EDITOR’S NOTE: This article appears in the July 26, 2004, issue of National Review.
On Saturday, September 15, 2001, just four days after the terrorist attacks, ABC News anchorman Peter Jennings hosted a special program entitled “Answering Kids’ Questions.” Exploring the effect of the attacks on children, Jennings and a Yale psychiatrist discussed whether young people should see the much-played video of airliners crashing into the World Trade Center. The answer was no. “I mean, some of us have kids, too,” Jennings said. “And we remember from the past that if you run these images over and over and over again, it is tough.”
That was the beginning of a new policy at ABC News: No more use of the planes-into-towers video. “We actually talked to a number of psychologists, who told us that kids seeing this over and over were unable to distinguish that this was something that was [not] happening again and again and again,” says ABC News vice president Jeffrey Schneider. Because of that possible effect on children, Schneider continues, the network decided to use only still pictures to tell the September 11 story.

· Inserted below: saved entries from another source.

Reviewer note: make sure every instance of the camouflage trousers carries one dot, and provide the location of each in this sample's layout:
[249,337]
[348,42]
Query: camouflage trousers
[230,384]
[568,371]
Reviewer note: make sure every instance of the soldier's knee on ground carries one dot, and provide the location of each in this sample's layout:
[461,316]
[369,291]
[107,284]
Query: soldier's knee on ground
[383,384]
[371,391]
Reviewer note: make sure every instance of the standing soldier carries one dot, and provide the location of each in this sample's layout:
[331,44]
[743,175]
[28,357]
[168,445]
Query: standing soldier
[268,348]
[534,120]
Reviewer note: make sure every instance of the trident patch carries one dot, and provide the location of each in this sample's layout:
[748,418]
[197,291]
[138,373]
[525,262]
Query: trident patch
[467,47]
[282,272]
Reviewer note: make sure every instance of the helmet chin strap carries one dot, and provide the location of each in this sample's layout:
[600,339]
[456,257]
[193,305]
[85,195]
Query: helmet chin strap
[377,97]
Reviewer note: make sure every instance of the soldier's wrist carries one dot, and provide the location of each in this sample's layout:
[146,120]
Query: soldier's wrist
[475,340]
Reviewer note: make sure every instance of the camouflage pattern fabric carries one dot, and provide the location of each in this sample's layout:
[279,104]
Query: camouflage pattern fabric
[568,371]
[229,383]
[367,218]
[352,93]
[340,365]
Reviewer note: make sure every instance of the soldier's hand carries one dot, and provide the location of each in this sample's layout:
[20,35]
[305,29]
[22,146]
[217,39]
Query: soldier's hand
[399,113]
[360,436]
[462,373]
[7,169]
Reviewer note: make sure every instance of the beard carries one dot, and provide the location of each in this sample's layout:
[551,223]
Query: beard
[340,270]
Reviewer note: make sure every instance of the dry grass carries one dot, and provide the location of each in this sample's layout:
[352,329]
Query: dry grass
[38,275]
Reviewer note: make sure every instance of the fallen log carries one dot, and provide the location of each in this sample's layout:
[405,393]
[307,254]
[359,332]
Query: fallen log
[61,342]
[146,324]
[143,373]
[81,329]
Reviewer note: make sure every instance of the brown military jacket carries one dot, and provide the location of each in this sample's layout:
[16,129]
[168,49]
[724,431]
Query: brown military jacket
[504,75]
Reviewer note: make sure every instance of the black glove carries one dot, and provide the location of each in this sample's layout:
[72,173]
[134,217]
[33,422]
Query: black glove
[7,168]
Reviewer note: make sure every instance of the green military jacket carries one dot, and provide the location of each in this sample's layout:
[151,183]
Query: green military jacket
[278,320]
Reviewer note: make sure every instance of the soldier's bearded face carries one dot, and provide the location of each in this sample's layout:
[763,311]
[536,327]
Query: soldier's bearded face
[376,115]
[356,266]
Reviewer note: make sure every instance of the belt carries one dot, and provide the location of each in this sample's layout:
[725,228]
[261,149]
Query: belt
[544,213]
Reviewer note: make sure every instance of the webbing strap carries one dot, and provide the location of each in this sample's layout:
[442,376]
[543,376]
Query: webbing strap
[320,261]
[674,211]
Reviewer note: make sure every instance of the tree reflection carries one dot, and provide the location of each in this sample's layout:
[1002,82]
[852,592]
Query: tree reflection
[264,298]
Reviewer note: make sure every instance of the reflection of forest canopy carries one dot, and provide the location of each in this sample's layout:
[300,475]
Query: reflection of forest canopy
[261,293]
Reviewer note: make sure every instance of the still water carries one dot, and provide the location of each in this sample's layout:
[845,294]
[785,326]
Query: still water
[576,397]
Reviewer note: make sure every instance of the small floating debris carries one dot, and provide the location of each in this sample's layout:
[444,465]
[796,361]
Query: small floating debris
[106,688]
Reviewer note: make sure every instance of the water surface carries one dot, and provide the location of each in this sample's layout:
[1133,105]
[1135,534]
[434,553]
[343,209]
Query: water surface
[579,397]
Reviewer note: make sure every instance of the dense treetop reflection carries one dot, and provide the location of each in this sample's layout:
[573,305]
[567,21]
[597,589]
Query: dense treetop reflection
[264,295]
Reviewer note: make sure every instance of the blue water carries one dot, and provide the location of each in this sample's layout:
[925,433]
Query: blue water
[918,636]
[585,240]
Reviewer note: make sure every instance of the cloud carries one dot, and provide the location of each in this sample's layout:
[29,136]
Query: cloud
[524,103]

ABC is not alone. Indeed, across the network- and cable-news spectrum, there is a virtual blackout of the video of the actual terrorist attacks of 9/11. Network executives say they have made the decision on the basis of taste, or respect for those killed, or concern for children, or other reasons, but the end result is that at a time when there is a continuing and passionate debate about the direction of the War on Terror, there is little, if any, graphic representation of what started that war in the first place.